L'avevo vista tutti i giorni per anni.
Ma questo non me lo rese più facile.
Anzi, se possibile, me lo rese due volte più difficile.
“Continua a respirare, ok?”
La faceva facile, lei. Callie Torres non le stava premendo una mano sulla bocca mentre la teneva schiacciata contro un muro.
Certo che no, idiota, perché lei è Callie Torres.
Non so come, non so grazie a che cosa e sinceramente non so neanche perché, ma continuai a respirare.
Ok Arizona, hai una sola possibilità. Dille qualcosa di intelligente. Qualcosa che la lasci senza parole.
“Ehm...”
Sei spacciata.
“Lo so, mi dispiace. Di solito non salto addosso a delle passanti innocenti. Però odio essere seguita dai paparazzi, così ti ho usato per seminarli. Spero che non ti dispiaccia.”
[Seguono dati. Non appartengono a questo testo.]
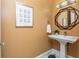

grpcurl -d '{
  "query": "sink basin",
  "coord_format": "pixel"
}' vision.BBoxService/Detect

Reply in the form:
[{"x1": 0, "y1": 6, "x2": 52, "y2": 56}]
[
  {"x1": 48, "y1": 35, "x2": 78, "y2": 43},
  {"x1": 48, "y1": 35, "x2": 79, "y2": 58}
]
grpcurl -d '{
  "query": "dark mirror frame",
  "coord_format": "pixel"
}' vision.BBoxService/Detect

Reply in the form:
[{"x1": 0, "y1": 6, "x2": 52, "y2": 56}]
[{"x1": 55, "y1": 7, "x2": 79, "y2": 30}]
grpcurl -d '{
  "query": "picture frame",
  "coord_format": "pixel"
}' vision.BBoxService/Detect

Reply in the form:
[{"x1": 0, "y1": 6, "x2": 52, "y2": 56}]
[{"x1": 16, "y1": 2, "x2": 34, "y2": 27}]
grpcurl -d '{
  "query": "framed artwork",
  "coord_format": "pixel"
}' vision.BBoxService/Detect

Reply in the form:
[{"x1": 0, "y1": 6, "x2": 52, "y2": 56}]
[{"x1": 16, "y1": 3, "x2": 33, "y2": 27}]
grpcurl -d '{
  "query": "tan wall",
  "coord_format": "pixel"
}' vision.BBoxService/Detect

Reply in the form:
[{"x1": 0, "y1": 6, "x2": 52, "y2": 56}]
[
  {"x1": 50, "y1": 0, "x2": 79, "y2": 57},
  {"x1": 2, "y1": 0, "x2": 51, "y2": 57}
]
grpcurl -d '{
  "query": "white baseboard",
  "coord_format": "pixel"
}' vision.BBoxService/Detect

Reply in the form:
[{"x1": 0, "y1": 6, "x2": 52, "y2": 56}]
[{"x1": 35, "y1": 49, "x2": 74, "y2": 58}]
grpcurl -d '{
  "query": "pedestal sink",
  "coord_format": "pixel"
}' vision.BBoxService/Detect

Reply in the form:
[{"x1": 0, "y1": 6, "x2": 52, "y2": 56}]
[{"x1": 48, "y1": 35, "x2": 79, "y2": 58}]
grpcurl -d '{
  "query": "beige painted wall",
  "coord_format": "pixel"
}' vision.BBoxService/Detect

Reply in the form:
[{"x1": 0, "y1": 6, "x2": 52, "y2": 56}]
[
  {"x1": 2, "y1": 0, "x2": 52, "y2": 57},
  {"x1": 50, "y1": 0, "x2": 79, "y2": 57}
]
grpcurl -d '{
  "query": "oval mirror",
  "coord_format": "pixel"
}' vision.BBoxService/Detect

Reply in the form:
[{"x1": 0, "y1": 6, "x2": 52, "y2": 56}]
[{"x1": 55, "y1": 7, "x2": 79, "y2": 30}]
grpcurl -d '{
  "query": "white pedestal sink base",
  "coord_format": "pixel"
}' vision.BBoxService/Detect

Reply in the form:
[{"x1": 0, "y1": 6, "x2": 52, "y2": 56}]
[
  {"x1": 60, "y1": 43, "x2": 67, "y2": 58},
  {"x1": 48, "y1": 35, "x2": 79, "y2": 58}
]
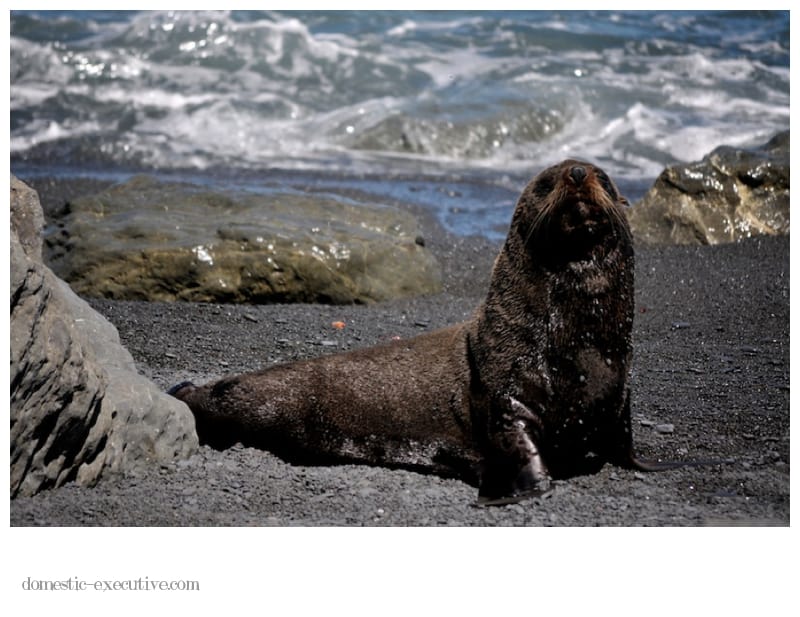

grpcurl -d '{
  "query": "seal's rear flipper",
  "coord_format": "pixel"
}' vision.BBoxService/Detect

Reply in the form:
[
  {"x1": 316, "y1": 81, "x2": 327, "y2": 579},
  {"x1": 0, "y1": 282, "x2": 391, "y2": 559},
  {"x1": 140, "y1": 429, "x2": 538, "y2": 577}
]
[{"x1": 621, "y1": 453, "x2": 736, "y2": 471}]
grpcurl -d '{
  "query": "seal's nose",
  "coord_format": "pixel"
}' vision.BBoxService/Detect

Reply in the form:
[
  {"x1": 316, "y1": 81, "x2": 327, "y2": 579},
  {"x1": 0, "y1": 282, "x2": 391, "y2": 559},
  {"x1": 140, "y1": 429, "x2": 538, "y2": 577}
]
[{"x1": 569, "y1": 165, "x2": 586, "y2": 184}]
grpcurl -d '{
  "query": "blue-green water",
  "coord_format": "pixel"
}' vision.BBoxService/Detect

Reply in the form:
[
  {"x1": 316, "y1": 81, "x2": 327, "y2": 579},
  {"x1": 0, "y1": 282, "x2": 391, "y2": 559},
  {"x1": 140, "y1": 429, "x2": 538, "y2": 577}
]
[{"x1": 11, "y1": 11, "x2": 789, "y2": 238}]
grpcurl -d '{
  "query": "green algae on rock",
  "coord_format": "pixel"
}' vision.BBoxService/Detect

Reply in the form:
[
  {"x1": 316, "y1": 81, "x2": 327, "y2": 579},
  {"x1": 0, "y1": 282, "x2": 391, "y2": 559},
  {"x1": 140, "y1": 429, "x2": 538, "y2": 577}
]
[{"x1": 47, "y1": 176, "x2": 441, "y2": 304}]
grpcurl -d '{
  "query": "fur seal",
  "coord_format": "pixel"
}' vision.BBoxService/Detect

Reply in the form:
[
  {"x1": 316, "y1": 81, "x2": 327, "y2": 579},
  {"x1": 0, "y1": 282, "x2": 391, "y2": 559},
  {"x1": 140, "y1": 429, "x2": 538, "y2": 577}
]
[{"x1": 170, "y1": 160, "x2": 676, "y2": 504}]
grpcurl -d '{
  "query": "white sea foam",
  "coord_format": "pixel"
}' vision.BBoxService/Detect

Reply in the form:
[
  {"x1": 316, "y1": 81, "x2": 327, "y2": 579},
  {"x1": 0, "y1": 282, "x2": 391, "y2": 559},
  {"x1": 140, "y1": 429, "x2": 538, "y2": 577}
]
[{"x1": 11, "y1": 11, "x2": 789, "y2": 183}]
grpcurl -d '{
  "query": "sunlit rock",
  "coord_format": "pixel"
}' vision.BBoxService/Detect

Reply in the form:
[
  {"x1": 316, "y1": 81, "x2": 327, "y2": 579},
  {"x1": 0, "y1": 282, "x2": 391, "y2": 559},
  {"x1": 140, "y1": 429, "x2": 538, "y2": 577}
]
[
  {"x1": 47, "y1": 176, "x2": 441, "y2": 303},
  {"x1": 628, "y1": 131, "x2": 789, "y2": 244}
]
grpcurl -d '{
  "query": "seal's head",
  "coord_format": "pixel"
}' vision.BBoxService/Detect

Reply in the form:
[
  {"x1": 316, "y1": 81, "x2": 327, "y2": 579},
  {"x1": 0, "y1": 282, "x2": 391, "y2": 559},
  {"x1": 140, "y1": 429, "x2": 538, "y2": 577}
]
[{"x1": 512, "y1": 159, "x2": 630, "y2": 260}]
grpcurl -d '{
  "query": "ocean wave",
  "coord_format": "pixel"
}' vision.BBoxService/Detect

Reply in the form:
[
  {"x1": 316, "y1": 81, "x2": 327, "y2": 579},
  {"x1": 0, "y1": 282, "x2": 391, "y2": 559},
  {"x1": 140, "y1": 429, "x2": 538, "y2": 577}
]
[{"x1": 11, "y1": 11, "x2": 789, "y2": 177}]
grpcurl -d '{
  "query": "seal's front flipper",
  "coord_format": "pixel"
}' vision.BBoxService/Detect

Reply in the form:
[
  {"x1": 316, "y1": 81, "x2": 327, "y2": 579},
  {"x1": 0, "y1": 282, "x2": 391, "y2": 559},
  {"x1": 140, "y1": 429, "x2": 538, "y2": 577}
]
[
  {"x1": 478, "y1": 397, "x2": 551, "y2": 506},
  {"x1": 477, "y1": 453, "x2": 553, "y2": 506}
]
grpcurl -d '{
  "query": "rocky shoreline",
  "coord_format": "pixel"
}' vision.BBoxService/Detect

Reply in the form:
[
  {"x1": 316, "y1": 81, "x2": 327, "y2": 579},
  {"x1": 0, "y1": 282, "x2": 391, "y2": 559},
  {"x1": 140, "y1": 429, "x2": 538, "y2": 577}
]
[{"x1": 11, "y1": 168, "x2": 789, "y2": 526}]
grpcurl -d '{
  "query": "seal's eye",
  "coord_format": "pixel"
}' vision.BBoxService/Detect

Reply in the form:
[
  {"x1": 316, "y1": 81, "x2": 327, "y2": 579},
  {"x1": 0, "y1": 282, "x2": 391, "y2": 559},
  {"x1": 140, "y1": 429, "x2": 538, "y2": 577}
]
[{"x1": 533, "y1": 175, "x2": 556, "y2": 197}]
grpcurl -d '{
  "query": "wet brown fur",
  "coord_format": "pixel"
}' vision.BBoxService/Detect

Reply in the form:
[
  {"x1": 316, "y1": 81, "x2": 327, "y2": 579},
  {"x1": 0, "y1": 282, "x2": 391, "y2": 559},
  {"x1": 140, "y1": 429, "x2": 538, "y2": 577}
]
[{"x1": 175, "y1": 160, "x2": 664, "y2": 503}]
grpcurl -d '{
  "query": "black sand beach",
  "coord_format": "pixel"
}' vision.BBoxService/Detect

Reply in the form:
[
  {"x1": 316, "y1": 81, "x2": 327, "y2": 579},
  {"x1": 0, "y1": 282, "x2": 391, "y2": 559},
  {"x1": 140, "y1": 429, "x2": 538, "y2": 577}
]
[{"x1": 10, "y1": 174, "x2": 789, "y2": 526}]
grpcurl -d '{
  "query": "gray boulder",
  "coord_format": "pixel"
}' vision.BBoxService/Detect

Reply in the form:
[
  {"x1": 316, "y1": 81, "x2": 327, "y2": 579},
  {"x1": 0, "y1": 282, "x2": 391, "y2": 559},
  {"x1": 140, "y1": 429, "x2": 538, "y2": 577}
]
[
  {"x1": 628, "y1": 131, "x2": 789, "y2": 244},
  {"x1": 10, "y1": 176, "x2": 197, "y2": 497},
  {"x1": 47, "y1": 176, "x2": 441, "y2": 304}
]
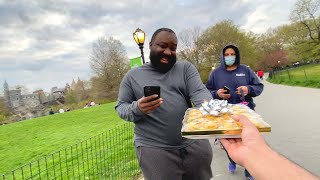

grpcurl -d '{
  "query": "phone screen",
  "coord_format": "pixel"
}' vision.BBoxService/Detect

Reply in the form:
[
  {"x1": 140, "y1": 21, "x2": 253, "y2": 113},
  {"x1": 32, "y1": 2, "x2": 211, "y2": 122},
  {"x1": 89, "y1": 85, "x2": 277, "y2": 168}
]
[
  {"x1": 223, "y1": 86, "x2": 230, "y2": 94},
  {"x1": 144, "y1": 86, "x2": 160, "y2": 99}
]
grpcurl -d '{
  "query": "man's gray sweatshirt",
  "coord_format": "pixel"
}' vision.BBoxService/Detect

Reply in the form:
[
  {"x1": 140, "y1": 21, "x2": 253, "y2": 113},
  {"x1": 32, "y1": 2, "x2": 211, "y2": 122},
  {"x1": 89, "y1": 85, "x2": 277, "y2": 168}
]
[{"x1": 115, "y1": 61, "x2": 212, "y2": 149}]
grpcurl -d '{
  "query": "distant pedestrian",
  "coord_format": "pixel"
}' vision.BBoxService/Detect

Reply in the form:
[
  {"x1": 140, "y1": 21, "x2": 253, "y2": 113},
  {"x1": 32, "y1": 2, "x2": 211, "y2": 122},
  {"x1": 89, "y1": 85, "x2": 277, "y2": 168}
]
[
  {"x1": 49, "y1": 109, "x2": 54, "y2": 115},
  {"x1": 257, "y1": 69, "x2": 264, "y2": 80}
]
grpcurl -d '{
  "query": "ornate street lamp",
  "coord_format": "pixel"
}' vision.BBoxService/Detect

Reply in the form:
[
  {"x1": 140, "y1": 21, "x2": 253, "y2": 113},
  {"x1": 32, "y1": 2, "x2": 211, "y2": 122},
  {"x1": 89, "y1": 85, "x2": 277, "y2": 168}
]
[{"x1": 133, "y1": 28, "x2": 146, "y2": 64}]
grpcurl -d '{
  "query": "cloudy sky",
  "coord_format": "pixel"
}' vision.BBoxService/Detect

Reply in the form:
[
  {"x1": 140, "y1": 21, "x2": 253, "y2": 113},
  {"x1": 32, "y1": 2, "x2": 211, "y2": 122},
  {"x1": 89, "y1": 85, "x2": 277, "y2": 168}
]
[{"x1": 0, "y1": 0, "x2": 296, "y2": 94}]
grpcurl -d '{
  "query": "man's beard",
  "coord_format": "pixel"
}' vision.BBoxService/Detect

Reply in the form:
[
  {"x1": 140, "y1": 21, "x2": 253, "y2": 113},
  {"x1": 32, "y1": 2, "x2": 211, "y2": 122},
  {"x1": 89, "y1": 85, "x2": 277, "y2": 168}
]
[{"x1": 150, "y1": 52, "x2": 177, "y2": 73}]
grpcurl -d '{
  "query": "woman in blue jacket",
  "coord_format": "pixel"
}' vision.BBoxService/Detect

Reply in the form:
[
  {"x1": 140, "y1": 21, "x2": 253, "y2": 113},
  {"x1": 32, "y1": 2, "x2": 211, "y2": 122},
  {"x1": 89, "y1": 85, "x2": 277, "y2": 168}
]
[{"x1": 206, "y1": 45, "x2": 263, "y2": 179}]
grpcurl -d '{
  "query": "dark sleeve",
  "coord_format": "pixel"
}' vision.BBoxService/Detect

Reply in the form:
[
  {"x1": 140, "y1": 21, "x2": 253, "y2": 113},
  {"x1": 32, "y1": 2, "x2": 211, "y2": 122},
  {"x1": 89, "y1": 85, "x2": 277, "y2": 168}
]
[
  {"x1": 115, "y1": 74, "x2": 143, "y2": 122},
  {"x1": 185, "y1": 63, "x2": 212, "y2": 107},
  {"x1": 206, "y1": 71, "x2": 219, "y2": 99},
  {"x1": 247, "y1": 68, "x2": 264, "y2": 97}
]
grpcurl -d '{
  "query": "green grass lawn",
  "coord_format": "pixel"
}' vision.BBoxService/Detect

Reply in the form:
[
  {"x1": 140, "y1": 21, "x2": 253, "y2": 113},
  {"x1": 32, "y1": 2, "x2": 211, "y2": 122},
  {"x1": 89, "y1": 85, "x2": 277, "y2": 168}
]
[
  {"x1": 0, "y1": 103, "x2": 136, "y2": 179},
  {"x1": 268, "y1": 64, "x2": 320, "y2": 88}
]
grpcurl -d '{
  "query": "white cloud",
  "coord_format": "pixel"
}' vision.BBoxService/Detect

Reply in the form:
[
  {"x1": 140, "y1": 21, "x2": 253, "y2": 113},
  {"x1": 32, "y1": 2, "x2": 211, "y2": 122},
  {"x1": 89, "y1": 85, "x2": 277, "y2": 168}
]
[{"x1": 0, "y1": 0, "x2": 295, "y2": 93}]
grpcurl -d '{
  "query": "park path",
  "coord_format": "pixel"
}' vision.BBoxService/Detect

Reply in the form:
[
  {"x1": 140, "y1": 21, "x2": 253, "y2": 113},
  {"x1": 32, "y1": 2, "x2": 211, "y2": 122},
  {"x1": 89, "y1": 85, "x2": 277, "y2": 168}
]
[{"x1": 210, "y1": 81, "x2": 320, "y2": 180}]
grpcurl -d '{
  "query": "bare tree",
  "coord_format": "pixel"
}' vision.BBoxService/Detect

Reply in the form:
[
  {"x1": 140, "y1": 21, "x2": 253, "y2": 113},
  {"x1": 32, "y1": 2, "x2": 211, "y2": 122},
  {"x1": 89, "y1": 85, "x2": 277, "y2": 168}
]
[
  {"x1": 178, "y1": 27, "x2": 203, "y2": 71},
  {"x1": 90, "y1": 37, "x2": 129, "y2": 98},
  {"x1": 290, "y1": 0, "x2": 320, "y2": 44}
]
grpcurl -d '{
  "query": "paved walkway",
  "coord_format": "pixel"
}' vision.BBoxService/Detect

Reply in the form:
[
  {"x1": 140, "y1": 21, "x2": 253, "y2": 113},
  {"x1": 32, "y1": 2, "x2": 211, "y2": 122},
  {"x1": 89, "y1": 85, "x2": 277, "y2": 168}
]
[{"x1": 211, "y1": 81, "x2": 320, "y2": 180}]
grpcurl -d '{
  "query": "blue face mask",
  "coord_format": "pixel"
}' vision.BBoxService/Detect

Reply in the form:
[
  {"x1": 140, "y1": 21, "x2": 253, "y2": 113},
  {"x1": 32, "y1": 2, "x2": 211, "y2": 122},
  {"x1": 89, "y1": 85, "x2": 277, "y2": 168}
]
[{"x1": 224, "y1": 56, "x2": 236, "y2": 66}]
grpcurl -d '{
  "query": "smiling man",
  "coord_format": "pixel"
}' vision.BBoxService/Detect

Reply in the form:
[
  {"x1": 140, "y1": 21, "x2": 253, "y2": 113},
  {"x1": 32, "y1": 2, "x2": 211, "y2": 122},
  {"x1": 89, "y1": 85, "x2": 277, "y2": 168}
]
[{"x1": 115, "y1": 28, "x2": 212, "y2": 180}]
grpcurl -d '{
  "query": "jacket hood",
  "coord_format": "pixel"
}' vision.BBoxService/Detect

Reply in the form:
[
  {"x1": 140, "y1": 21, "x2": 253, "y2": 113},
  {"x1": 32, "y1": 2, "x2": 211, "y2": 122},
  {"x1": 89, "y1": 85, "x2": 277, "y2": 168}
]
[{"x1": 221, "y1": 44, "x2": 240, "y2": 68}]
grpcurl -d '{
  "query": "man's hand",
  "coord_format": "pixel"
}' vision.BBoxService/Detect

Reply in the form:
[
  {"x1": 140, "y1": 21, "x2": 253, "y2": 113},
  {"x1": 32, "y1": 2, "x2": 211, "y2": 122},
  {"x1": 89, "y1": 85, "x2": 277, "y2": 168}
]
[
  {"x1": 236, "y1": 86, "x2": 249, "y2": 96},
  {"x1": 217, "y1": 89, "x2": 231, "y2": 99},
  {"x1": 220, "y1": 115, "x2": 268, "y2": 165},
  {"x1": 138, "y1": 94, "x2": 163, "y2": 114}
]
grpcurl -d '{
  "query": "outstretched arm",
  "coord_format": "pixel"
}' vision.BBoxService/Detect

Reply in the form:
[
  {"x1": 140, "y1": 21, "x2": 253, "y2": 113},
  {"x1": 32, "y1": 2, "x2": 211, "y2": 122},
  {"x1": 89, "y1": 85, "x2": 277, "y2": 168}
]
[{"x1": 220, "y1": 116, "x2": 319, "y2": 180}]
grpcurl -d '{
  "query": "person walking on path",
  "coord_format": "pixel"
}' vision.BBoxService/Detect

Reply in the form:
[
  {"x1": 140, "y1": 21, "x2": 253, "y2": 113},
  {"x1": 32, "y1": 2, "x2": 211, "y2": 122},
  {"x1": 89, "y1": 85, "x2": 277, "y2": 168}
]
[
  {"x1": 257, "y1": 69, "x2": 264, "y2": 80},
  {"x1": 206, "y1": 45, "x2": 264, "y2": 179},
  {"x1": 115, "y1": 28, "x2": 212, "y2": 180}
]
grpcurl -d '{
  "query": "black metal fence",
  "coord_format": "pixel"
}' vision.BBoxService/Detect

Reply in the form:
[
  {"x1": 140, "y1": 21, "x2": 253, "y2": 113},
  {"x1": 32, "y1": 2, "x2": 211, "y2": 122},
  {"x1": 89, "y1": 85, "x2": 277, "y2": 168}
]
[{"x1": 1, "y1": 123, "x2": 140, "y2": 180}]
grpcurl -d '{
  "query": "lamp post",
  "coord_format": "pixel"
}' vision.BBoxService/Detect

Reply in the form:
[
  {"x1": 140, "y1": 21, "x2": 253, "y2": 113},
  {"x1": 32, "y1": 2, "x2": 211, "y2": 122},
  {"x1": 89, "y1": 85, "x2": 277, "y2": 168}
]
[{"x1": 133, "y1": 28, "x2": 146, "y2": 64}]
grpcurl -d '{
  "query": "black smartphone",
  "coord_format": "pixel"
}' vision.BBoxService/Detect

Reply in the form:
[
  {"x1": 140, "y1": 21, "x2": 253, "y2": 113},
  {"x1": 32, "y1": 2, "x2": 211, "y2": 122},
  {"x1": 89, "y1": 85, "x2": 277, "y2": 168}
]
[
  {"x1": 223, "y1": 86, "x2": 230, "y2": 94},
  {"x1": 143, "y1": 86, "x2": 160, "y2": 99}
]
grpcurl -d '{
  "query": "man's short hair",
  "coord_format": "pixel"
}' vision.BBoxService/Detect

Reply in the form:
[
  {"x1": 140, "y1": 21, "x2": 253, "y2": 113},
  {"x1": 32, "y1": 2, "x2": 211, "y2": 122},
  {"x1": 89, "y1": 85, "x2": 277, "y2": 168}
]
[{"x1": 150, "y1": 28, "x2": 177, "y2": 42}]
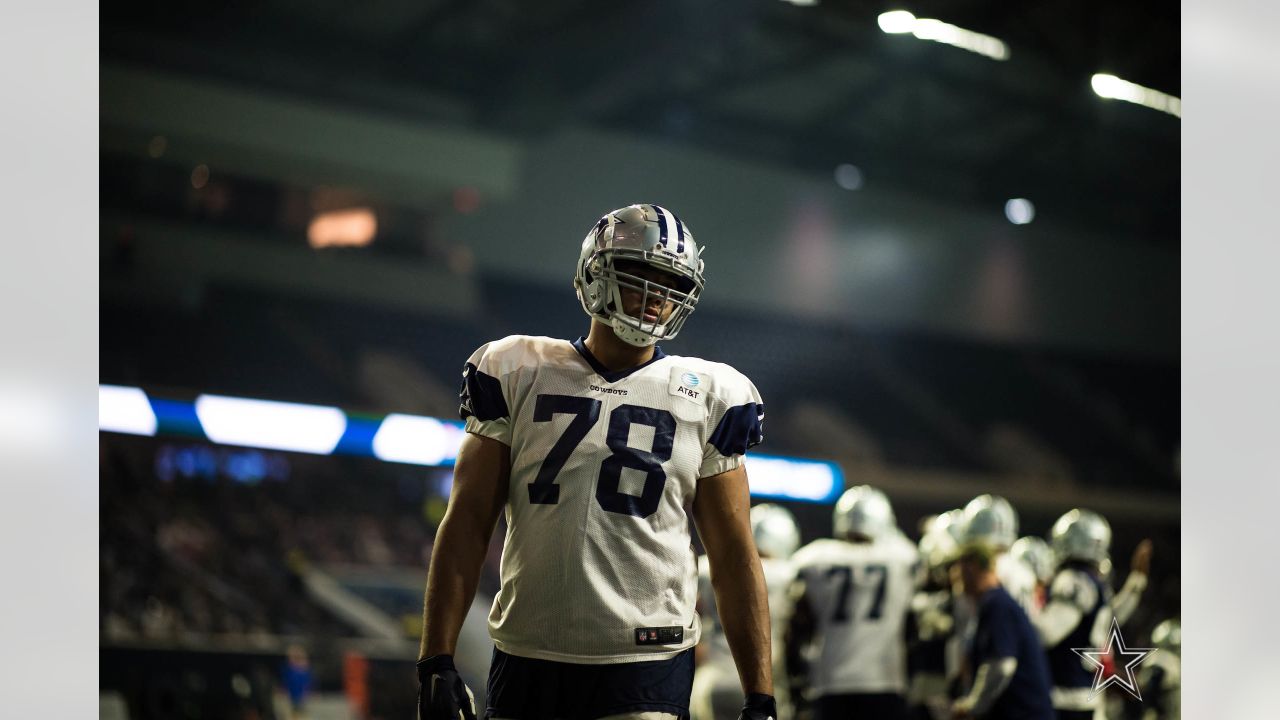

Mi rivolse il suo sorriso più sexy.
“Uh, no.”
Sei super spacciata.
Mi guardò negli occhi.
“Sei molto più bella di persona.”
Appena le parole ebbero lasciato la mia bocca mi colpii con una mano in piena fronte.
Ottimo lavoro, idiota. Adesso puoi andartene e pregare che il tuo idolo si dimentichi di te così in fretta da non usarti come barzelletta da raccontare ai suoi amici.
“Grazie” rispose lei con un sorriso, invece di farsi beffe di me.
Io annuii, decidendo che era meglio tenere la bocca chiusa. Lei capì che ero troppo emozionata per parlare.
“Vediamo se posso aiutare, ok? Tu diresti qualcosa molto simile a: 'Wow, tu sei Callie Torres! Sono la tua più grande fan'. 'Davvero?' replicherei io allora, 'perché anche la tizia che ha il mio nome tatuato sul viso mi ha detto la stessa cosa e quindi dovrò scegliere a chi credere, adesso. Ma dimmi, c'è qualcosa che potrei fare per la mia fan numero due al mondo?' E tu a quel punto chiederesti un autografo, senza nome o dedica, in modo che sia possibile poterlo vendere su internet. Procedo a firmare l'autografo o hai una richiesta più originale?”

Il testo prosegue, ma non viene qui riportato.